A nighttime satellite photo of the Korean Peninsula reveals the stunning gap between the modern South and the black hole that is North Korea. How can a country which can barely keep the lights on even think about starting a war?
"If the North starts anything, the North loses and I believe that firmly," said John Tilelli.
Tilelli believes that based on his three years as the commanding General of the U.S. and South Korean forces.
"If this were to happen, is this a short war or a long war?" asked CBS News correspondent David Marin.
"I think it is a short war," Tilelli said.
It would be a contest of mass. The North Koreans have a million men under arms against the technology and training of 28,000 American and half a million South Korean troops.
But the North Korean advantage in numbers would be quickly overwhelmed by U.S. reinforcements and airstrikes from as far away as Guam or as close in as submarines off the coast.
So what could the leaders of North Korea possibly hope to achieve in a war they know they cannot win?
"Their hope is that they can make the war so painful to the United States and South Korea that we will not pursue it to the end," said Joseph Bermudez.
Bermudez tracks the North Korean military for Jane's Defense Weekly believes it would begin with a massive barrage by thousands of artillery pieces and rocket launchers, many of them capable of hitting the capital of Seoul, a sprawling megalopolis of 13 million people just 20 miles south of the DMZ.
"They intend to employ chemical weapons, ballistic missiles right from the very beginning," Bermudez said. "If they feel threatened enough, they might even go nuclear. We're not sure."
The U.S. has long since pulled its nuclear weapons out of South Korea but the threat of retaliation against a nuclear or chemical attack still stands.
"The United States has made it clear for many years it reserves the right to respond with overwhelming force to the use of weapons of mass destruction against the United States, our people, our forces, and our friends and allies," Defense Secretary Robert Gates said last year.
Even without nuclear weapons, a conventional war on the Korean Peninsula would be horrific.
"The consequences are extreme," Tilelli said.
"Extreme in causalities?" Martin asked. "What are we talking about here?"
"I would say it would be in the tens of thousands," Tilelli said.
North Korea's artillery barrage would be met with an immediate counter-attack by South Korean and American artillery and aircraft with precision guided weapons.

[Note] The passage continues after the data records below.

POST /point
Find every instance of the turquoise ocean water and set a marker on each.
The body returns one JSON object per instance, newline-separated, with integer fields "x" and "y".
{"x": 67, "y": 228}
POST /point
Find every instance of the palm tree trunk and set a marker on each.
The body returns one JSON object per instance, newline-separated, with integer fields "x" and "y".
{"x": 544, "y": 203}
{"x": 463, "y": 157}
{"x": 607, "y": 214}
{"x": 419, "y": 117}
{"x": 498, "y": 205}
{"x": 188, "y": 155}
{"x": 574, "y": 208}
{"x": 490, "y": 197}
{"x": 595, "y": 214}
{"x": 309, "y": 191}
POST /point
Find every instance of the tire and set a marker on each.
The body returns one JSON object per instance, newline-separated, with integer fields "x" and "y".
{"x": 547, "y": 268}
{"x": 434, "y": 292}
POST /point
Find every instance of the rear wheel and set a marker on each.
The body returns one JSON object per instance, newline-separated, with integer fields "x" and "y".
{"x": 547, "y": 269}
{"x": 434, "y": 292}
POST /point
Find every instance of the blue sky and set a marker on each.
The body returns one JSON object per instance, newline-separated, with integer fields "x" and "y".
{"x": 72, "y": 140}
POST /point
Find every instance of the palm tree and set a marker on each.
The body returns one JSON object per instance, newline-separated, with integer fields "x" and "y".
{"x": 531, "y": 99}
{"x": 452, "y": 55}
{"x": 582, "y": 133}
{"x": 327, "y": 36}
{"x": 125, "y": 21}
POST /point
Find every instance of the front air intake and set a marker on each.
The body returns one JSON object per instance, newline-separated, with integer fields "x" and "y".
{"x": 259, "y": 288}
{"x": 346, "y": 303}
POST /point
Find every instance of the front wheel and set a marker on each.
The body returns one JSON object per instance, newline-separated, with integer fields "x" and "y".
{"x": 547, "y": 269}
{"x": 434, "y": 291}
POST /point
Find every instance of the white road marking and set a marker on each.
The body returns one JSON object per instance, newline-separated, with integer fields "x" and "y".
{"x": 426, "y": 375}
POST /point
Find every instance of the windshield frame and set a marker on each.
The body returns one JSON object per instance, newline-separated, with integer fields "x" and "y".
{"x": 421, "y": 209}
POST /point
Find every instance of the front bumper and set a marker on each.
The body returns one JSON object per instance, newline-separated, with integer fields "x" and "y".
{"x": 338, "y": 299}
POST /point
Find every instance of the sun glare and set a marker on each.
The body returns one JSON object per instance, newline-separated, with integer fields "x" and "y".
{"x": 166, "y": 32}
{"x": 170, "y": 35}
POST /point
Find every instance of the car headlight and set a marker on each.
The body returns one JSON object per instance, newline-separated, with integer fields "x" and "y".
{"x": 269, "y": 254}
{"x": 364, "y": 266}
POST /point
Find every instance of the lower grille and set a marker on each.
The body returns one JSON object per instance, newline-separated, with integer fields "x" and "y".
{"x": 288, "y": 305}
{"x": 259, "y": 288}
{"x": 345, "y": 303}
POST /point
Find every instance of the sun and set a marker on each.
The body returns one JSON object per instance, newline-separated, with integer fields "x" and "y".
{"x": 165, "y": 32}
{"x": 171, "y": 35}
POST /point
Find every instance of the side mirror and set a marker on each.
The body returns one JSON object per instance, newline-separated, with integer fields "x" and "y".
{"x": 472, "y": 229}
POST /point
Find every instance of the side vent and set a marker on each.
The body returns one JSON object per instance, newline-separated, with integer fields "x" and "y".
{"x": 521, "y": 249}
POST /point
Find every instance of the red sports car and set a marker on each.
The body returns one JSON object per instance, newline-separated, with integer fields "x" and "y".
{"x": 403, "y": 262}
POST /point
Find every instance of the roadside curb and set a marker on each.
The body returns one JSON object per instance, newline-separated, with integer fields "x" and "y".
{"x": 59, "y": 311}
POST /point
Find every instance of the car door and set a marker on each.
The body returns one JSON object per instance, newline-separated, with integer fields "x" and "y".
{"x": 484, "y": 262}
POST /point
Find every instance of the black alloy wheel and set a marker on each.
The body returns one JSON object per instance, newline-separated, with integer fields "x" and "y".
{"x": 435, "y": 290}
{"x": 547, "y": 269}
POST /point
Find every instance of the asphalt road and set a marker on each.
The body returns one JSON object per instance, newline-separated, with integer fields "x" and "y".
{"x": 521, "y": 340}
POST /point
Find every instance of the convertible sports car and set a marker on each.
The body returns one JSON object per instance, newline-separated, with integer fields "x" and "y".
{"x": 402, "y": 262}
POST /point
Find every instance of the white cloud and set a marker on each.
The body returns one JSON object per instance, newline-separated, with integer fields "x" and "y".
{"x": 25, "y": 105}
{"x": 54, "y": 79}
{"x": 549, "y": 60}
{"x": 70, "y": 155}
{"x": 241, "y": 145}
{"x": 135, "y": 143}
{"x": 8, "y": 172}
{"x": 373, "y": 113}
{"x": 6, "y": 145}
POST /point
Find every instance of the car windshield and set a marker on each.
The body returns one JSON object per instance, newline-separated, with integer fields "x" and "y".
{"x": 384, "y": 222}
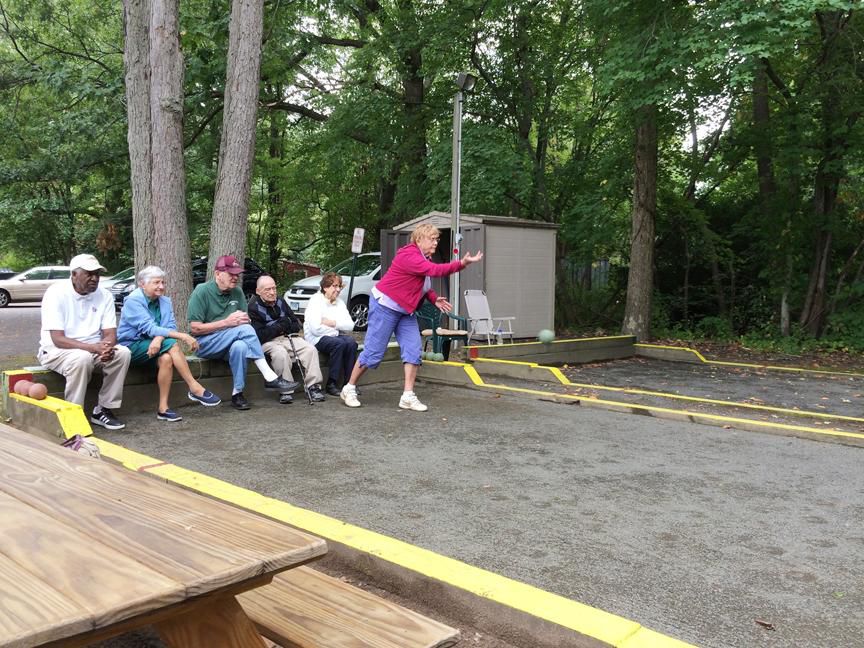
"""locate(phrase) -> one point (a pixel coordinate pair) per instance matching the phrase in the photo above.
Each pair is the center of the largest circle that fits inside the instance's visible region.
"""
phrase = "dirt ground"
(735, 352)
(837, 394)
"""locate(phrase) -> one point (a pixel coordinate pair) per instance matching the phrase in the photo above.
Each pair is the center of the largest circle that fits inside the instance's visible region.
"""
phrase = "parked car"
(31, 284)
(251, 272)
(123, 275)
(367, 274)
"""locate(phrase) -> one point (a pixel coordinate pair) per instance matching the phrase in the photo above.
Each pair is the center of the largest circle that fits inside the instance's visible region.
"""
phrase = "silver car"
(367, 274)
(31, 284)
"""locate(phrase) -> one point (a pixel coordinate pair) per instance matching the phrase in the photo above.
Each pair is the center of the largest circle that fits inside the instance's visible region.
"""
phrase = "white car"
(124, 275)
(31, 284)
(367, 274)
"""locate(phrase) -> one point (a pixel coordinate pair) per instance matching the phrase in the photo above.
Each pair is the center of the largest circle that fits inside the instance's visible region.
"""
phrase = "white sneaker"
(349, 395)
(410, 401)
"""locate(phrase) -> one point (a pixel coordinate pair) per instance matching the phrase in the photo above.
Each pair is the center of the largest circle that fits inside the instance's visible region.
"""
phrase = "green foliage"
(355, 130)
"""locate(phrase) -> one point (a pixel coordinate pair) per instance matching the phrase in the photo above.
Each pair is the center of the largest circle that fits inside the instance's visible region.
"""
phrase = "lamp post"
(464, 82)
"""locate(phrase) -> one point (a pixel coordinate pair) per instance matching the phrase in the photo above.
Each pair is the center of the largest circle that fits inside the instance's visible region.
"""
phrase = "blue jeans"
(342, 350)
(236, 345)
(384, 322)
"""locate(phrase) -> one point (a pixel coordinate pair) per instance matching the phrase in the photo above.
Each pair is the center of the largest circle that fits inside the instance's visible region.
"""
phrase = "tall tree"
(136, 58)
(239, 116)
(640, 279)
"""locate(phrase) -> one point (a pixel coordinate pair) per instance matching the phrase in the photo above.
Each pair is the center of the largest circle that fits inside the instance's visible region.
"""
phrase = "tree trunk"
(637, 313)
(275, 208)
(136, 59)
(767, 182)
(168, 179)
(237, 147)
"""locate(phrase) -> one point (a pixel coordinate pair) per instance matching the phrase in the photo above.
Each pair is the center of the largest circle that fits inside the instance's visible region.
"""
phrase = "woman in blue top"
(148, 327)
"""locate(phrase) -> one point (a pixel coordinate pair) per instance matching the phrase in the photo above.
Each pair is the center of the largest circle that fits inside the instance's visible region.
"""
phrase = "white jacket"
(320, 308)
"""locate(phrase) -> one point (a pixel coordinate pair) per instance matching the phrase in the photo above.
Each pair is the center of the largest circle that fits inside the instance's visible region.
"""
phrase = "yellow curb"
(602, 337)
(561, 378)
(70, 416)
(598, 624)
(749, 365)
(622, 406)
(645, 638)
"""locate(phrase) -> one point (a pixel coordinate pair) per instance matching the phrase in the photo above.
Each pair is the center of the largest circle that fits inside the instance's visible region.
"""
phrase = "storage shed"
(517, 271)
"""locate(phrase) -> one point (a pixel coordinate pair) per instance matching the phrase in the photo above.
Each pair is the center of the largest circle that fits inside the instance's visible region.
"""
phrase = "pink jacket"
(403, 282)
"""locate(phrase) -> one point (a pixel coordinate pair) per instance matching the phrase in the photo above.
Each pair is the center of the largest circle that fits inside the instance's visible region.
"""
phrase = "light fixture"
(465, 82)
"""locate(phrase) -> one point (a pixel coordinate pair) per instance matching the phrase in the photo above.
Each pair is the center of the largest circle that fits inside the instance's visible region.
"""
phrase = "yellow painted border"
(558, 375)
(661, 411)
(535, 342)
(703, 359)
(584, 619)
(70, 416)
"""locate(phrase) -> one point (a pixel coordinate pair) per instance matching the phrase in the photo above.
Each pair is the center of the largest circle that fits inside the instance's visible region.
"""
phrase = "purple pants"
(384, 322)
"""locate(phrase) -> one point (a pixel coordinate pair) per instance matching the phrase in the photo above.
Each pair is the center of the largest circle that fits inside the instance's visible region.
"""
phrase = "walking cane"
(302, 369)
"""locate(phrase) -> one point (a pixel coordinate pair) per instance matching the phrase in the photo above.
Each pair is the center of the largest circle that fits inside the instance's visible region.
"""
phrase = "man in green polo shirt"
(218, 319)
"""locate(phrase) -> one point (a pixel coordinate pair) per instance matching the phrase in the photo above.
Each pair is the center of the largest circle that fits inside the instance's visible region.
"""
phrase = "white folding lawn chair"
(482, 322)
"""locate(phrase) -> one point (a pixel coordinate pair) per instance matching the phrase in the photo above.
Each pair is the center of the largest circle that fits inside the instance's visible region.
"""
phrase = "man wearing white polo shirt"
(79, 333)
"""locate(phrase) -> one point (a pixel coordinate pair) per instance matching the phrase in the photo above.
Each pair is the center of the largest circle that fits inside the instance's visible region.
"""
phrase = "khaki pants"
(281, 358)
(76, 365)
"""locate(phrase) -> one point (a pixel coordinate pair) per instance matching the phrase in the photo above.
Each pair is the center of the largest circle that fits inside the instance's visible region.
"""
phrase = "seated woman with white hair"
(148, 327)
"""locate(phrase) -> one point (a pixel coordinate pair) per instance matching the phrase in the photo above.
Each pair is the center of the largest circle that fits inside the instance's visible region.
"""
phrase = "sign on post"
(357, 241)
(356, 248)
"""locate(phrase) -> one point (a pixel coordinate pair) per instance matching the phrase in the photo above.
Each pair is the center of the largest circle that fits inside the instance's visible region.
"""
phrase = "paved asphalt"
(19, 332)
(693, 531)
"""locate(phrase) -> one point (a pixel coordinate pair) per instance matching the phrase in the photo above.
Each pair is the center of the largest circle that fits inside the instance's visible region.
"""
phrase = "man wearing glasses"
(218, 319)
(276, 326)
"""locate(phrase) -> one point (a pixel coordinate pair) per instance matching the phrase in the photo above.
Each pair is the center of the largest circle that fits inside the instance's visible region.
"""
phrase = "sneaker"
(281, 385)
(349, 395)
(315, 394)
(169, 415)
(238, 401)
(208, 398)
(410, 401)
(106, 419)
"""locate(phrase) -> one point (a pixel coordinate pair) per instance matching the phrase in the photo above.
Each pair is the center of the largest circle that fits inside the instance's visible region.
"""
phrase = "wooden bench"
(303, 608)
(140, 393)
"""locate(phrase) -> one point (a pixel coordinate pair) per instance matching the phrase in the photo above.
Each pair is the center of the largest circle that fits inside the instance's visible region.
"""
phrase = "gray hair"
(150, 272)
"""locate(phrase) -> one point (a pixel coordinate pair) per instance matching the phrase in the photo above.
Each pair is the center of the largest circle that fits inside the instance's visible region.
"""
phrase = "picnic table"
(89, 550)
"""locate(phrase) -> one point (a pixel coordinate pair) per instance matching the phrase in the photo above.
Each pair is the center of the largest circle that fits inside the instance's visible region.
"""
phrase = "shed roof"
(442, 220)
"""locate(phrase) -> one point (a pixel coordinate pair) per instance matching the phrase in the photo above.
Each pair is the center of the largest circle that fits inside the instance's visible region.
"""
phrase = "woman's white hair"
(150, 272)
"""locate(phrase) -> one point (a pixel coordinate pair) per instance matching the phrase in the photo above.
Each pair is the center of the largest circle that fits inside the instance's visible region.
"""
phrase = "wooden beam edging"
(692, 355)
(540, 373)
(50, 418)
(541, 618)
(750, 425)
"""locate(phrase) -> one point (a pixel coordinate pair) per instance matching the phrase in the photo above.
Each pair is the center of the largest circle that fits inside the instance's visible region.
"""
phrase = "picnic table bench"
(90, 550)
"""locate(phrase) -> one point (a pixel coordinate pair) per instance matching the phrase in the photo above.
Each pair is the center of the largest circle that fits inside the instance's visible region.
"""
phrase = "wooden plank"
(109, 585)
(189, 606)
(123, 548)
(172, 530)
(222, 624)
(304, 608)
(31, 607)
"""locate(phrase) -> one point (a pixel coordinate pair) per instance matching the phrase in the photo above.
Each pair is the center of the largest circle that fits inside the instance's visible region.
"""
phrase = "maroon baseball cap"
(228, 263)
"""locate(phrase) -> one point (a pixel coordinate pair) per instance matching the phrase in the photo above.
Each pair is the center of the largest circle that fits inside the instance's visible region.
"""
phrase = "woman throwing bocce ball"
(392, 310)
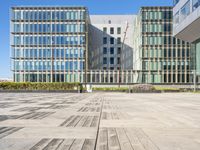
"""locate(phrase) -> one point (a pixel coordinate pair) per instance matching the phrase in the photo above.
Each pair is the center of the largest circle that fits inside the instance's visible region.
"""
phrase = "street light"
(194, 79)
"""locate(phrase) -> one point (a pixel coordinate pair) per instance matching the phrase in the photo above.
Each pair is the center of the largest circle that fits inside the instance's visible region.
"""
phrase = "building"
(49, 44)
(110, 50)
(186, 27)
(161, 57)
(107, 34)
(65, 44)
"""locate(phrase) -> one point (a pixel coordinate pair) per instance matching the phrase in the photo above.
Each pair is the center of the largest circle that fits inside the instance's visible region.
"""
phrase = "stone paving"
(99, 121)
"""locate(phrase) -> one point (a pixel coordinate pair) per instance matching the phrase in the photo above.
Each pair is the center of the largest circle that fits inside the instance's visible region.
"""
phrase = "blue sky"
(94, 6)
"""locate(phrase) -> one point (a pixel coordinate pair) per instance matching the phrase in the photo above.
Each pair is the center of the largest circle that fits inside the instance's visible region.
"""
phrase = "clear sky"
(94, 6)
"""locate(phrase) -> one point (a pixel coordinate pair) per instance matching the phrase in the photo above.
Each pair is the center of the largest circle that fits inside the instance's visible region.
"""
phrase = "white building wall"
(98, 22)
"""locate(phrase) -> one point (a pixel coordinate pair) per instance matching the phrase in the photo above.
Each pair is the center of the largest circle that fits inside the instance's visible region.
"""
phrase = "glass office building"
(186, 27)
(161, 57)
(49, 44)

But North Korea's artillery is not an easy target. Much of it is dug into the sides of mountains.
"They are able to open the doors, the blast doors, move out, fire a set number of rounds and then return under cover," Bermudez said.
North Korean tanks would come south through three corridors. One of them is a major north-south highway. All of them heavily fortified and mined with charges to collapse bridges and overpasses.
Its infantry would come pouring through secret tunnels dug beneath the DMZ. Special operations forces would land in miniature submarines behind the front lines.
"This combination is hoped by the North Koreans to totally throw off the defending forces and give them the opportunity to penetrate quickly and deeply. That's their hope," Bermudez said.
Wars never go according to plan, but in the end the South would win and the North would lose, and it would be a disaster for all sides.